R.A.R.E. isn’t new but this is the first time park staff have harvested turtle eggs and hatched them at an incubator site in the park.
This year 247 snapping turtle and painted turtle eggs have been hatched or are in the process of hatching at the site.
The parks ecologist Josh Van Wieren says the work on the pilot project began several years ago.
“Because the park’s so small and fragmented we do have some municipal roads that go through and some of the turtles that live in the park have been laying eggs on the road shoulders.
The sandy gravel road shoulders are attractive to the turtles because they are easy for them to dig in and lay their eggs.
Van Wieren says mature egg laying turtles are often killed by vehicles while trying to get to the road shoulders.
The parks ecologist says they set up camera’s and found even clutches of eggs that were successfully laid on the road shoulders were destroyed by predators.
“Every single one of the nests that we had a camera on were dug up within 24 hours so we were getting no hatchlings coming out of those nests at all.”
Just one reason along with loss of habitat that every single species of turtle in the province is on the Ontario species at risk list.
There are 8 native Ontario turtle species and 5 of them can be found in the 1000 Islands National Park.
52 snapping turtle hatchlings have been released and school aged children are helping another 80 today.

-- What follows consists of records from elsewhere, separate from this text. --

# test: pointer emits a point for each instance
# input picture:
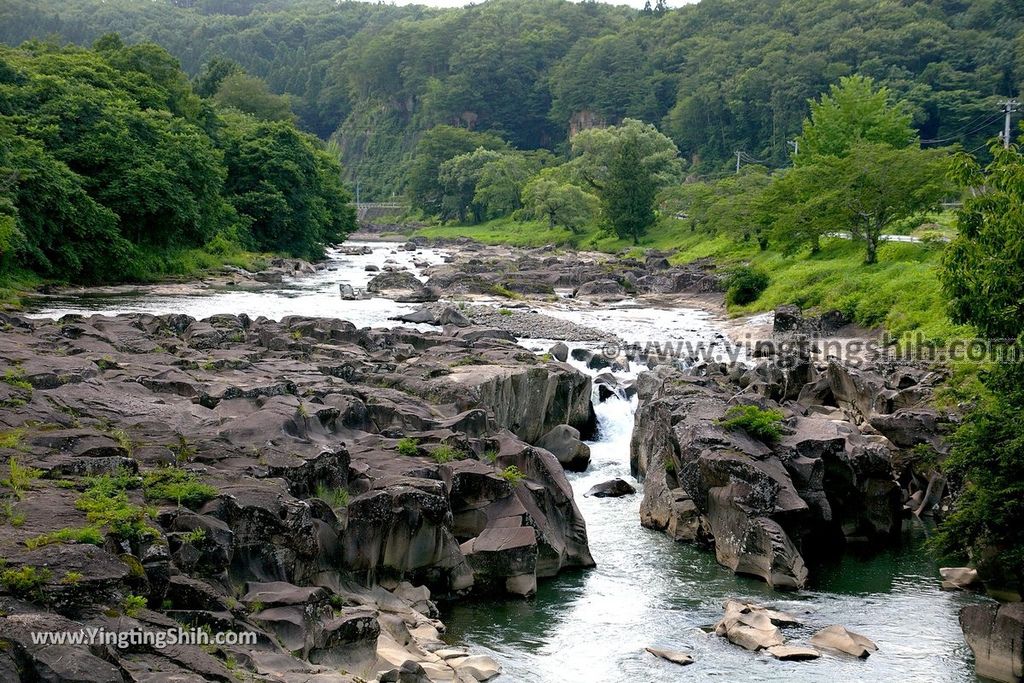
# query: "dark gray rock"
(612, 488)
(995, 635)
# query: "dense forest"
(717, 77)
(113, 169)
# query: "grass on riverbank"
(145, 267)
(900, 293)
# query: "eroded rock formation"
(330, 480)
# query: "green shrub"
(445, 454)
(761, 424)
(409, 446)
(181, 486)
(195, 536)
(86, 535)
(72, 578)
(26, 581)
(512, 474)
(132, 604)
(336, 498)
(744, 285)
(107, 506)
(11, 438)
(14, 376)
(19, 478)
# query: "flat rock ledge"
(312, 483)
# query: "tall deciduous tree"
(852, 113)
(250, 94)
(560, 203)
(983, 274)
(863, 193)
(626, 166)
(436, 146)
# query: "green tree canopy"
(288, 189)
(559, 203)
(867, 190)
(626, 166)
(983, 274)
(250, 94)
(852, 113)
(436, 146)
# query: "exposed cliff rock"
(830, 479)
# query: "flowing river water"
(592, 627)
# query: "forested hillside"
(113, 169)
(717, 77)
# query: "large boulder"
(612, 488)
(995, 634)
(600, 289)
(563, 442)
(504, 559)
(751, 627)
(840, 639)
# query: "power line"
(1010, 108)
(992, 118)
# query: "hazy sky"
(459, 3)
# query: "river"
(646, 590)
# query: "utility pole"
(1010, 108)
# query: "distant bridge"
(368, 211)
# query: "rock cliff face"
(304, 480)
(829, 479)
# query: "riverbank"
(269, 411)
(181, 270)
(900, 294)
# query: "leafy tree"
(58, 230)
(436, 146)
(626, 166)
(459, 177)
(982, 266)
(288, 189)
(378, 76)
(852, 113)
(739, 208)
(987, 521)
(795, 210)
(863, 193)
(250, 94)
(500, 184)
(983, 275)
(560, 203)
(213, 74)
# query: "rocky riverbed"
(328, 485)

Which ties into the second part of the pilot project education.
Van Wieren says raising awareness with the next generation is part of that education and so is getting help from local residents.

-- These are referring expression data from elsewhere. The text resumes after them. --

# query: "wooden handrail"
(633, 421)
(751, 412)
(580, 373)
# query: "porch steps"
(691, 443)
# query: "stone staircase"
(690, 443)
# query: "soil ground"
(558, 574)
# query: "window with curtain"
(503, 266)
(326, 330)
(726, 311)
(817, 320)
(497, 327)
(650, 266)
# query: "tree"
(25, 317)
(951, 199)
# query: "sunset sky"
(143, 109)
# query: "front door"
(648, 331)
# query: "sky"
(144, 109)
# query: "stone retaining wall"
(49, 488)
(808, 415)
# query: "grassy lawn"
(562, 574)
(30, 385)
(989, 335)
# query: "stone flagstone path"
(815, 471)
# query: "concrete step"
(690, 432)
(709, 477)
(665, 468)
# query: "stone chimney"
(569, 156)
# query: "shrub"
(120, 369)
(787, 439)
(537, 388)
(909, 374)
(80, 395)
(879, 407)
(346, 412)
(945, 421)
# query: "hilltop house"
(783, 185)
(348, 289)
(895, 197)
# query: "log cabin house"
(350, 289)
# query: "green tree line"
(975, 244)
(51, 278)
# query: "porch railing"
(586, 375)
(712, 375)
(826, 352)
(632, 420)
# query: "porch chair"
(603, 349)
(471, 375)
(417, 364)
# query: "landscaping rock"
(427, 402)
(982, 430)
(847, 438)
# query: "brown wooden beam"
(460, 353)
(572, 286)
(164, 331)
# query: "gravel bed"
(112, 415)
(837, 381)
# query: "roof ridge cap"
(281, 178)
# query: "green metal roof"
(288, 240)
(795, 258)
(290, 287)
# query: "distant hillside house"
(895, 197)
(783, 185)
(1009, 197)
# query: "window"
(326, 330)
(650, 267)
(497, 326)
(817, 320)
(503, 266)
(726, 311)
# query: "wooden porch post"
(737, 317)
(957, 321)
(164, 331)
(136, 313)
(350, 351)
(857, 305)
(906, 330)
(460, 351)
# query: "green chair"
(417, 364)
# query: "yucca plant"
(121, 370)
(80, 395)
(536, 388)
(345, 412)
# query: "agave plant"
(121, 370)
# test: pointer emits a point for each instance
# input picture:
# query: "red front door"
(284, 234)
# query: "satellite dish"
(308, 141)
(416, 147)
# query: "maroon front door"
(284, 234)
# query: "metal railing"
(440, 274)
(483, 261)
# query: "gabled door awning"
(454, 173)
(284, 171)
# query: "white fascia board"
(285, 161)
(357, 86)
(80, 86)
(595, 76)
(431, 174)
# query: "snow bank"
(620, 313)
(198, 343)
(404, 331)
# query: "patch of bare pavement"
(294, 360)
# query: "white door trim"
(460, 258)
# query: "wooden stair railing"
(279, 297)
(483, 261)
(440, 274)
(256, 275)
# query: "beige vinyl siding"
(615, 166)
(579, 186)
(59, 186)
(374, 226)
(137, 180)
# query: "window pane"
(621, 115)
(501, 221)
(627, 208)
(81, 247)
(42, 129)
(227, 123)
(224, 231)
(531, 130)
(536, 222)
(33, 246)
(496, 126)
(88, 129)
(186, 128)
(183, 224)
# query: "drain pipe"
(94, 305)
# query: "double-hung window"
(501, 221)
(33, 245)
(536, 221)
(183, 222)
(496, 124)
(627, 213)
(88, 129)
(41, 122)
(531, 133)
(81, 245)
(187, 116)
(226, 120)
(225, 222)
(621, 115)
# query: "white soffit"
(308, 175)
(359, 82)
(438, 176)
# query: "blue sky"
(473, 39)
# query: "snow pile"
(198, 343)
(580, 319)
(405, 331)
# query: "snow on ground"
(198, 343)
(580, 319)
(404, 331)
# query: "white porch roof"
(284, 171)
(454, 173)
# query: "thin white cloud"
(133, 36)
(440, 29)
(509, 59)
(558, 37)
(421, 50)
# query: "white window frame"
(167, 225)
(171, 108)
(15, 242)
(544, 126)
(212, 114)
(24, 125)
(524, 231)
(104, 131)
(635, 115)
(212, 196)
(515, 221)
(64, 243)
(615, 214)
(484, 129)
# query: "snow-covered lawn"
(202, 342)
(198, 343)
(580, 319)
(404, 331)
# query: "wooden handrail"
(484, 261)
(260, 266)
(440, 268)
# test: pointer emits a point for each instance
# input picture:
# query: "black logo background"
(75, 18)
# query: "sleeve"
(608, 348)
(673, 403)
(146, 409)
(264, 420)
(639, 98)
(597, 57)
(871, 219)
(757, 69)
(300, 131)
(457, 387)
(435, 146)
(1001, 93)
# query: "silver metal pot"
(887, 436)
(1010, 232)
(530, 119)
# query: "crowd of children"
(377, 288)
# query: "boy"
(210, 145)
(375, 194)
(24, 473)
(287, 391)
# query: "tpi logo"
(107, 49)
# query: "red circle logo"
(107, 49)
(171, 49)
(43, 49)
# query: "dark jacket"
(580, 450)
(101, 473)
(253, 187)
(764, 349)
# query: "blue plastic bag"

One way of reducing road mortality is picking up any turtles on the road and helping them across says Van Wieren.
“You always want to help them in the direction they were heading and if it’s a snapping turtle grab the shell at the back on either side of the tail.”
A shovel to pick the turtle up is an option.
Van Wieren also encourages people that find an injured turtle to contact local rescues like Sandy Pines in Napanee or Rideau Valley in Ottawa.